In vivo dissection of neural circuits for switching of motor actions

Summary

Date: 
September 30, 2015 - 1:00pm
Location: 
NW 243
About the Speaker
Name: 
Gil Mandelbaum (Sabatini Lab)

To select and generate appropriate motor actions that lead to “reward”, animals must integrate past experiences, current inputs from the environment, and predictions about the future. Studies show that the basal ganglia (BG) circuits both assess reward value of response options and are implicated in translating the animal’s reward value predications into the execution of motor actions. However, many current models of action selection do not consider unexpected events that require animals to switch between previously learned actions. Furthermore, the circuits that allow for such action switching are poorly understood.

To address what circuits may take part in action switching we use a combination of viral tracing, slice physiology, and in vivo physiology in mice. We identified a candidate circuit for action switching that includes the parafasicular nucleus (PF) of the thalamus. We find that PF neurons send outputs to multiple functional regions and most cell types of the striatum while also receiving a distinct projection from primary motor cortex.

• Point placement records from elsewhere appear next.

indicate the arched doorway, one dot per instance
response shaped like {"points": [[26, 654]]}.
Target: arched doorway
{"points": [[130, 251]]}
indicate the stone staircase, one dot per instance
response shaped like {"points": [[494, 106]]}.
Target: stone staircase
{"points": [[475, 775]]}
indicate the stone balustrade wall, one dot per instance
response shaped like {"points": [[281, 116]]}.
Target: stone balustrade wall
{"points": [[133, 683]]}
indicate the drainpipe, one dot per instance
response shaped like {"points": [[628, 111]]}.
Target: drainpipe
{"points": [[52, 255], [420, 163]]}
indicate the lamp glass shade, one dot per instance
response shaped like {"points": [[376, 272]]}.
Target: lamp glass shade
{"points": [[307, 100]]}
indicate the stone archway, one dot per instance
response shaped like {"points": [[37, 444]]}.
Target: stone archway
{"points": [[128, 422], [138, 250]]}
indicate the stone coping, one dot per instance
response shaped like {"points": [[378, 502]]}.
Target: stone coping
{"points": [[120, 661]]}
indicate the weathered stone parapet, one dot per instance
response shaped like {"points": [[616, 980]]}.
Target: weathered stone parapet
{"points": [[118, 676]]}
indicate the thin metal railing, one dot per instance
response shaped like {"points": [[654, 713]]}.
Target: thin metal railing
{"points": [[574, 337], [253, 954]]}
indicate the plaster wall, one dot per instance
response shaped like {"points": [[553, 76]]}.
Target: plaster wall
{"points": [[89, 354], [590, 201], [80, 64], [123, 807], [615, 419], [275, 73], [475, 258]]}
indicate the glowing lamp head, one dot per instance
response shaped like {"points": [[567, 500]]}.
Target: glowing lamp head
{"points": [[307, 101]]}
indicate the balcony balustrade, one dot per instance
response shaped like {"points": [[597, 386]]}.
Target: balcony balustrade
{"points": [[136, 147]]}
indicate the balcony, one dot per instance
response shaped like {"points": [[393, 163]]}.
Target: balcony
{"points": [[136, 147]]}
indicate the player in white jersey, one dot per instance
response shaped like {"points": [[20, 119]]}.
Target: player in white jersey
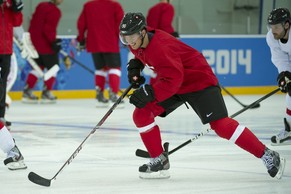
{"points": [[278, 39]]}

Thus, forming a non-canonical 'reversed' basal ganglia loop.

Guided by these findings, we performed in vivo loss of function experiments in PF while the animal perform a cued two-choice task, resulting in a contralateral motor bias independent of the specific sensory stimuli presented to the animal. We further supported this notion with extracellular recordings from PF in vivo.

Finally, we designed a system that allows for closed-loop optogenetic perturbations when the animal is performing a limited-sensory motor switching task. To complement this, we also designed an optic fiber that allows for homogenous and high spatial resolution light delivery in the brain. We now seek to establish a causal role of the cortical-PF-striatal loop in action switching.